Coming fast on the heels of the Galaxy Tab S2 being released in a Nook edition, the new 9.6-inch device proves that the bookstore chain hasn't yet abandoned its digital hardware strategy yet.


It was only a few months ago that it looked like Barnes & Noble's Nook brand, comprising Android tablets and an online media store, was headed for extinction. Within a few months, Microsoft had ended its partnership with the book seller, 2014 holiday sales were disappointing, and the company filed to spin the Nook division off entirely.

But rather than ending, the Nook story has spawned a sequel thanks to its current hardware partner, Samsung. With the tablet market in the doldrums, Samsung may have calculated that rather than end its relationship with a sinking brand, it would squeeze out whatever visibility it could get for its Galaxy tablets on the shelves of the still-sizable number of B&N stores dotting the country.

Last month, the pair unveiled the Galaxy Tab S2 Nook, a version of Samsung's thinnest and lightest tablet to date. At $399.99, however, it's definitely on the high end of the tablet price range, especially considering it's an 8-inch model, albeit one with impressive specs. Now they're back at it with a more affordable device.

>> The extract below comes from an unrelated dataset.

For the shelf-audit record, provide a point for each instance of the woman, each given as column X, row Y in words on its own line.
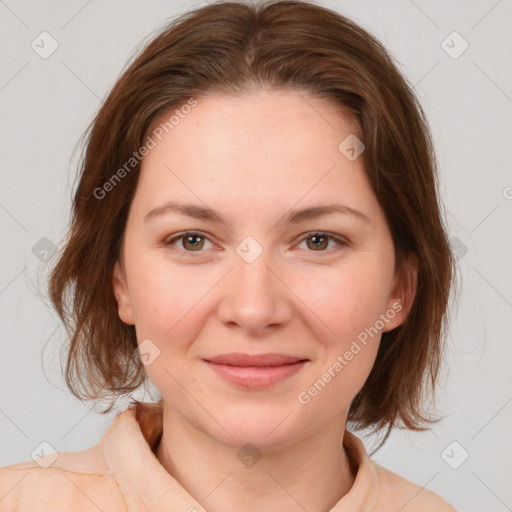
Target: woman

The Galaxy Tab E Nook offers a bigger screen (9.6 inches), along with a more modest price tag ($249.99). That sounds great, but its specifications are equally modest, with a lower resolution display than the Tab S2 (1,280x800 compared to 2,048x1,536) as well as half the built-in storage (16GB versus 32GB). It also lacks the S2's fingerprint reader, but shares its capability to run two apps simultaneously in multi-window mode.

Just like the S2, the Tab E comes with $5 in credit to use in the Nook online store and offers three free books and three free magazines from a selection of titles. It also features "a non-slip, fabric-like material" that Barnes & Noble claims helps to provide a comfortable grip.

B&N is trying to entice buyers to grab a Nook tablet with a couple of trade-in programs. Existing Nook owners can hand in their current device and receive a $50 credit toward a new model, whereas anyone can trade in select Kindles, iPads, and Galaxy Tabs and earn anywhere from $25 to $200 towards a new Nook. Whether any of these efforts will help to boost the Nook's fortunes remains to be seen, but apparently the last chapter on the story hasn't been written quite yet.